The end of summer has arrived! Kids are returning to school, the weather is cooling a bit, and summer gardeners are wrapping up their harvests and finishing their growing season. But just because autumn is on its way doesn’t mean you have to toss out those tomato plants! Even if you’ve had a great harvest and your garden is slowing down or looking a little sad, you can still rescue tomato plants and eat fresh, delicious garden tomatoes right up until your frost date! Here are some organic, earth-friendly ways to boost your aging tomato plants for a late summer/early fall harvest!

Trim Plants

By the end of the summer, tomato foliage can be a little out of control! Unchecked or trimmed plants can crowd and shade smaller plants, leading to smaller tomato production, so now is a good time to trim back any dead leaves or stems. Try to avoid cutting the main stalks of the plant, but do trim up lower branches to allow for air circulation and sun. Stake up tall branches and stalks to provide support and to keep fruit off the ground where rot, disease and pests can have easy access.

Check for Disease

Depending on the variety, tomato plants can be prone to some disease and sickness. While the plants may look discolored, sad and produce little fruit, there is no danger to humans from tomato plant diseases. Many fungal infections can spread from plant to plant, so it is important to remove diseased foliage and maintain air circulation before it grows out of control. Look for wilted, droopy or powdery splotches on leaves or stems and remove gently, washing hands thoroughly before touching new plants. If the plant is severely weakened by fungal wilt infections, it is unlikely to be strong enough to produce much fruit and it is best to remove the plant all together (make sure not to dispose of it in the compost) to avoid the infection spreading to the rest of the plants. Additionally, when planning your garden for next year, don’t plant tomato crops in the same location as diseased tomatoes for at least three years. Plant cover crops, corn, peas or beans to replenish nutrients and rid the soil of any viruses.

Check for Pests

Holes in the leaves of your tomato plants or in the fruit itself could be due to a variety of garden pests. Look for chubby green tomato hornworms, slugs, or pill bugs. If your tomato plant is covered in a fine, web-like material, it is being attacked by spider mites, which cover the plant with their webbing and suck the nutrients from the leaves, severely disabling the plant’s ability to photosynthesize. Small, white scaly critters covering the leaves are aphids, which will debilitize plants by sucking them dry like little vampires. Many pests can be safely removed by spraying both sides of leaves with a strong stream of water, by using an organic insecticidal soap, such as Neem Oil, or deterred with companion planting or natural predators such a ladybugs or praying mantis.

Mulch and Water

Discard old mulch and replenish with new mulch to keep soil and roots warm as the weather cools. Also, be sure to water plants low, to keep water from splashing on the leaves, which can stress the plants in cooler temps as well as leave them vulnerable to infectious fungal spores.

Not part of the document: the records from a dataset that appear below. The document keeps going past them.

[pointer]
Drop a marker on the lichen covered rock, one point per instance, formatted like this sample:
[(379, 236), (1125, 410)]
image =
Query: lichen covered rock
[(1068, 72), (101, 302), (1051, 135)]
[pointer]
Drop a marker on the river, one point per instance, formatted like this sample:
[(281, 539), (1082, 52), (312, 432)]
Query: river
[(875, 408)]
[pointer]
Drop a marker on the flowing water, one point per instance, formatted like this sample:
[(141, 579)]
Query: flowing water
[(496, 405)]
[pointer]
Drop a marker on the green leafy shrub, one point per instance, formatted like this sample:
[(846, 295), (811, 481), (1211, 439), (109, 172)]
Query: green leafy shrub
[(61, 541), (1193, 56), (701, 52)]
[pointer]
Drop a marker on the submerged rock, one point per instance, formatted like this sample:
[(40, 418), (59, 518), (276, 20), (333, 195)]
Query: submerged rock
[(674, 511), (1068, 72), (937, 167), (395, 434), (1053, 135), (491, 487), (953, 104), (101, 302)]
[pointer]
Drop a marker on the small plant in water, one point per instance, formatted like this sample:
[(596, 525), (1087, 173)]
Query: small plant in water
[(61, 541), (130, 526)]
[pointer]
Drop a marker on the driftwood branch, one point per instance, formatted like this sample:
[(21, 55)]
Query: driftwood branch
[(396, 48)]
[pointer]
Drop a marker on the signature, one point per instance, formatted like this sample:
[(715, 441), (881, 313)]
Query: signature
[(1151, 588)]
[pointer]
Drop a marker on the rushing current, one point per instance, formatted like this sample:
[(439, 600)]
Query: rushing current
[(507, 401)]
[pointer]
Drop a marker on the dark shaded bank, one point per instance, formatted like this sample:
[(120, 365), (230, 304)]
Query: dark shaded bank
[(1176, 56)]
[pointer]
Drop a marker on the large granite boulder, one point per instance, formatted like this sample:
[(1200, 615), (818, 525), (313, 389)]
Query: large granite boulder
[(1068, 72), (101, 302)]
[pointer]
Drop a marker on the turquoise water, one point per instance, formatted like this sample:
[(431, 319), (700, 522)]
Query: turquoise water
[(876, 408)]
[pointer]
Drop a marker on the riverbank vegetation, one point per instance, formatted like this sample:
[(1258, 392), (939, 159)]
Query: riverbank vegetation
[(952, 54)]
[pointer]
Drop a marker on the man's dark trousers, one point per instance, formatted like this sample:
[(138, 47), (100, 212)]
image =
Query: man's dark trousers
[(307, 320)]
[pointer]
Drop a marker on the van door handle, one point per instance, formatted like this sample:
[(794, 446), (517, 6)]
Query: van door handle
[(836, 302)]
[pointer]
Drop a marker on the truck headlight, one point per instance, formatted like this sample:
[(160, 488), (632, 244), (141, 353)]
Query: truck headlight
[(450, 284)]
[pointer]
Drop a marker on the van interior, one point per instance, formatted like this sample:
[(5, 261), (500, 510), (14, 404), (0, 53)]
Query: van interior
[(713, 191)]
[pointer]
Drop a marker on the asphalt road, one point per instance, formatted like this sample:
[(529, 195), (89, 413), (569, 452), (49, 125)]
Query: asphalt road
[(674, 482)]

Tomatoes can be prone to developing blossom end rot, which may look like a disease, but is actually caused by uneven watering or a calcium deficiency in the soil. You can cut off the blossom end rot and still eat the rest of the tomato safely. Soil test kits can be used and soil amended as needed, but sometimes a quick Epsom Salt snack will boost tomato plants right up.


With a little late summer maintenance, your tomato plants should have a productive last hurrah! But if your tomatoes are still green when that frost date is looming, don’t fret. Pick green tomatoes, and seal in a brown paper bag on your countertop. The trapped gasses will cause the fruit to ripen and you’ll be enjoying summer fresh tomatoes while the leaves change color outside! Can’t wait? Try making a delicious batch of  Oven Baked Green Tomatoes, or use up the last of your garden basil in Fresh Green Tomato, Charred Corn and Basil Salsa.